Hunt also warned that the Orima study had used inadequate baseline data and relied on very small sample sizes for some questions.

But the Department of Social Services said it had confidence in Orima’s research methods. A spokesman said the company was an independent and respected research agency.

“The report makes use of administrative data made available from Australian government agencies, state government agencies, service providers and other local sources, as well as interviews conducted in the early stages of the trial,” the spokesman said.

Hunt said she was not ideologically opposed to income management but believes other support measures should be used first. She said cashless debit cards should be only used on a voluntary basis or as a temporary “circuit breaker” in conjunction with wraparound support services in situations of real crisis.

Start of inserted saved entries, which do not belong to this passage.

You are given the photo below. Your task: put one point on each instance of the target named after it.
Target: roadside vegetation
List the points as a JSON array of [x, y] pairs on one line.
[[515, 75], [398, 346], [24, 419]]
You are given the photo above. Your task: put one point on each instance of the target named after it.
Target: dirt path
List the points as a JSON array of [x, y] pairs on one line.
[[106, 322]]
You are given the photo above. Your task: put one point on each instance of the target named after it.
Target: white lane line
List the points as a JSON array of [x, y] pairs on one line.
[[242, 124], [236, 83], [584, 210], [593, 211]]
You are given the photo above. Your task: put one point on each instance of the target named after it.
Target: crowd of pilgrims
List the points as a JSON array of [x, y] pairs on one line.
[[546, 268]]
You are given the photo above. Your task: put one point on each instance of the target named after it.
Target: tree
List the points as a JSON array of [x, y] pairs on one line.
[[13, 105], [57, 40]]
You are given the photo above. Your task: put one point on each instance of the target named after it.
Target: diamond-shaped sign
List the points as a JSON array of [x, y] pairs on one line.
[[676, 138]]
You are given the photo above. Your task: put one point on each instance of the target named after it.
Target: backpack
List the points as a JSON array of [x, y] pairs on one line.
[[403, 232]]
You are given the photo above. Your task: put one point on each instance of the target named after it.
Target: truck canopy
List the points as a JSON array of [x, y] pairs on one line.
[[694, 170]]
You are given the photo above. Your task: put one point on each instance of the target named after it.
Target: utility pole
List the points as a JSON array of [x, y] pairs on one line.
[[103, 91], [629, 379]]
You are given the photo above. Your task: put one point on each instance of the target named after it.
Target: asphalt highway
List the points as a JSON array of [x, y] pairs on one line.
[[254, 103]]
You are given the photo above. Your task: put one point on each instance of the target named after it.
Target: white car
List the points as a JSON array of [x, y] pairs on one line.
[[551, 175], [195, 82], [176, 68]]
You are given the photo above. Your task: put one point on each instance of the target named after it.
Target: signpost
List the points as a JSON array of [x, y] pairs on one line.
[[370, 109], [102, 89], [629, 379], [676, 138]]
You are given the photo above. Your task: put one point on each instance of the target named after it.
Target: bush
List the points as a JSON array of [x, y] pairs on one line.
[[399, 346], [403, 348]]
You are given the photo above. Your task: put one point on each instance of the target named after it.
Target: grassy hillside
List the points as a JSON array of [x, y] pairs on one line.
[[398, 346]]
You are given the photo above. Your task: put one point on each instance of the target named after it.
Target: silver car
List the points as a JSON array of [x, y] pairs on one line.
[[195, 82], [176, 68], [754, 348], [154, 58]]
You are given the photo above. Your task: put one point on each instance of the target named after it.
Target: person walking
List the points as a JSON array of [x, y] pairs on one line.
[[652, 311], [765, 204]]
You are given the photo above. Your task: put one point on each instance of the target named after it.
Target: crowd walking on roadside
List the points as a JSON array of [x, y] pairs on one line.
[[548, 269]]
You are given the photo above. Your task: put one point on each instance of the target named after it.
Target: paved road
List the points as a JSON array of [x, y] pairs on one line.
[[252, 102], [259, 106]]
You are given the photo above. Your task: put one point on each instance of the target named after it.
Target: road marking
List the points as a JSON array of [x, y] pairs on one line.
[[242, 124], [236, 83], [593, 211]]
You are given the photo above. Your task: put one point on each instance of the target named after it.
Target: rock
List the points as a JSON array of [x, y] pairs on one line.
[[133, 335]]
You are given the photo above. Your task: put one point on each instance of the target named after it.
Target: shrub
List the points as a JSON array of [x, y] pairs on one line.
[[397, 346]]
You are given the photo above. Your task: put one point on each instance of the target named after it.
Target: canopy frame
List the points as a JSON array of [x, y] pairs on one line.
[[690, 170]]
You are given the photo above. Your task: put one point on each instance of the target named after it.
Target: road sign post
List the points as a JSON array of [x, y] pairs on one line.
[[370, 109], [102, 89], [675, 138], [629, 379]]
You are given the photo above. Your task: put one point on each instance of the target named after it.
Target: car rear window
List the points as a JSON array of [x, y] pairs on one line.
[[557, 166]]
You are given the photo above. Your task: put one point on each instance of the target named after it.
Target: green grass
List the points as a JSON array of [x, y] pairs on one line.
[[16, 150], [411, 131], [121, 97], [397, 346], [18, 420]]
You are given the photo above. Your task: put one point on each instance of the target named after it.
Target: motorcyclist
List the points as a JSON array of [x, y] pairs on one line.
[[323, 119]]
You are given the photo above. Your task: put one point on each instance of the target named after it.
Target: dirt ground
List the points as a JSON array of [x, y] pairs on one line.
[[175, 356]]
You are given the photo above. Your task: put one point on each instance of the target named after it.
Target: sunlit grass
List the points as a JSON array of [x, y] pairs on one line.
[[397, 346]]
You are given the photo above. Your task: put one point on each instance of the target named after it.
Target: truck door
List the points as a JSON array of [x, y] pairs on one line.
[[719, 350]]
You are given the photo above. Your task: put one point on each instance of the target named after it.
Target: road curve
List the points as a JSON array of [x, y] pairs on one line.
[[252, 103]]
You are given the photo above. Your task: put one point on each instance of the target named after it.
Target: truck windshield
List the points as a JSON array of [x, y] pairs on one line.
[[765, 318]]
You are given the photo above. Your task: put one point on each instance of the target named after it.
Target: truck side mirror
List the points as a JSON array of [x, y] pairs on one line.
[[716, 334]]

Her paper said believing the cashless welfare card could solve complex problems of drug use, alcoholism and gambling was “extremely naive”.

“There are few jobs, you’ve got very low levels of education in those communities, you’ve got very poor services for alcohol, drug or other programs, there’s just not much around to help people,” Hunt said in an interview.

“You’ve got a social environment which might make it quite hard to change your behaviours.

“The combined effect of many of these things is that you’ve got to tackle it in a comprehensive way.”

The human services minister, Alan Tudge, has previously said up to a dozen communities have approached the federal government asking to be included in the scheme.

Tudge appeared in Hervey Bay in southern Queensland with Liberal National party member for Hinkler, Keith Pitt, on Wednesday, speaking of the benefits of the card.

Pitt said he had received overwhelming support for the card to be rolled out in his area, which covers communities in southern Queensland.

“I am not interested in the views of those who live in Brisbane, Sydney and Melbourne who are unaffected, about what is best for our community,” Pitt said.

Tudge described his trip to the region as a fact-finding mission. He said no decisions had yet been made on where the new trial sites would be located.

“People work hard here, they pay their taxes and a lot of those taxes go toward people who are down on their luck and do not have work,” he said.

“But we want those welfare dollars to be spent on the right things – on food, on clothing, on shelter, on education expenses.

“It should not be spent on drugs or on gambling, or alcohol. People do not work hard, pay their taxes to support the drug habit or the alcohol habit of other people.”